Throughout 2019, Halsey was defined by her collaborations too. The angsty “11 Minutes,” with Travis Barker and her then-boyfriend Yungblud, brought her lifelong pop-punk influences to the forefront. It was soon followed by her most bubblegum song ever, BTS’s “Boy with Luv,” where she felt right at home performing alongside the K-pop superstars. On Post Malone’s “Die for Me,” with Future, Halsey cussed out G-Eazy with surgical precision. She closed out the year as a ghostly vocal apparition on Bring Me the Horizon’s “¿,” where the UK pop-metal band went full EDM.
In her public performances, Halsey proved herself a polymath. She hosted Saturday Night Live to positive reviews, delivered one of her strongest live vocals on “Without Me,” and sang “Eastside” while painting a portrait, not missing a beat. When she performed at award shows and TV tapings, each staging was totally different. She even announced Manic a seven-and-a-half hour livestream of her painting a giant version of the album cover. Halsey was coming full circle, once again the precocious art nerd of her teenage years.
Each of Manic’s pre-release singles has been fascinating in its own right. “Graveyard” paired acoustic guitars and upbeat percussion with portentous lyrics: “I would have followed all the way to the graveyard/ Oh, ’cause I keep diggin’ myself down deeper…” Halsey called “Finally // Beautiful Stranger” “the first love song that I've ever written,” a pure-hearted country ballad. Its mirror image, “You Should Be Sad,” was a country breakup song worthy of Carrie Underwood or Miranda Lambert.
Halsey took a backseat on “SUGA’s Interlude,” where the titular BTS rapper delivers two existential verses; a rare, but very welcome Korean-language contribution to a Western pop record. But best of all was “Clementine,” a magical, storybook lullaby about wanting to escape. In her dreamiest video to date, she dances in an aquarium with her younger brother Sen, letting us see Ashley Frangipane like never before.

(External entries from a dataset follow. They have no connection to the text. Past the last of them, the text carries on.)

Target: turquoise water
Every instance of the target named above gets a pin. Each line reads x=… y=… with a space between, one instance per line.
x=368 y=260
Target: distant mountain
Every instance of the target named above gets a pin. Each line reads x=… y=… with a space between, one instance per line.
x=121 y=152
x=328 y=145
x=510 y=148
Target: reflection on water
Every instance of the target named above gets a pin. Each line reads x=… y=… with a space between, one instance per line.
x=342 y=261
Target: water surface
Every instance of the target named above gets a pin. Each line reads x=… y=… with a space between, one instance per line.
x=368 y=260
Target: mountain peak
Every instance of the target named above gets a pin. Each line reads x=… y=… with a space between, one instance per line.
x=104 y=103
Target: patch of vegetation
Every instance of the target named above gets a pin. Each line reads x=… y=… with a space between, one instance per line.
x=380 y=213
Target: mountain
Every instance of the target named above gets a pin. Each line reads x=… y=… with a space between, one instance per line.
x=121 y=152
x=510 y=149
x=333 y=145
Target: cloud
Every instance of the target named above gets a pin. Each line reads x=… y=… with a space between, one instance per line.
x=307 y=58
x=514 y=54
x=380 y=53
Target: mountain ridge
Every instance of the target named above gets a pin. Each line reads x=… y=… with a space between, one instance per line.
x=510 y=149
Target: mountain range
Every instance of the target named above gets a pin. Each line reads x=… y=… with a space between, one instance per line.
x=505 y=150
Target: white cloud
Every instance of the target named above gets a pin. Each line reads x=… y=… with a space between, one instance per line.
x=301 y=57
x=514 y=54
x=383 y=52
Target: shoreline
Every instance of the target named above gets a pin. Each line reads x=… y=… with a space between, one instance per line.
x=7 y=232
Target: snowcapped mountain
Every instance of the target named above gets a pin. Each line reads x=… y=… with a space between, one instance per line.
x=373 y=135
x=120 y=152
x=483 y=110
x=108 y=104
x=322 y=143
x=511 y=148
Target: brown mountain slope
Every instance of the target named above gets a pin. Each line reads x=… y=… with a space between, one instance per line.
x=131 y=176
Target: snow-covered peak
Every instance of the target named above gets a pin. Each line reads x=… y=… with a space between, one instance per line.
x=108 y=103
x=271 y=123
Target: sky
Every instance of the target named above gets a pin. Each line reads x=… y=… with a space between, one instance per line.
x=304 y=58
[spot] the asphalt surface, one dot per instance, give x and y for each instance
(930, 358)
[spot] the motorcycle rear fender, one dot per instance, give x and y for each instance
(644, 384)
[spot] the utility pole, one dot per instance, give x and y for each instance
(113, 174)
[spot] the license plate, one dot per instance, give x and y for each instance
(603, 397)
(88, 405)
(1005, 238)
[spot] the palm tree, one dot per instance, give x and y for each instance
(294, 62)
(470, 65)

Next to Ariana Grande, Taylor Swift and Selena Gomez, it feels like we now expect every pop star’s music to tie in with their personal development. But it’s rare that the mere leadup to an album feels as enlightening as Manic’s has. Without hiding behind concepts, costumes, or allowing herself to be defined by others’ labels, Halsey’s found a way to integrate every part of her once-chaotic psyche. As she told Rolling Stone last year, “The only remaining naiveté of my adolescence is the feeling that there’s nothing that I can’t try.” Whatever you think of Manic, there’s no doubt Halsey will have made exactly the record she wanted to make.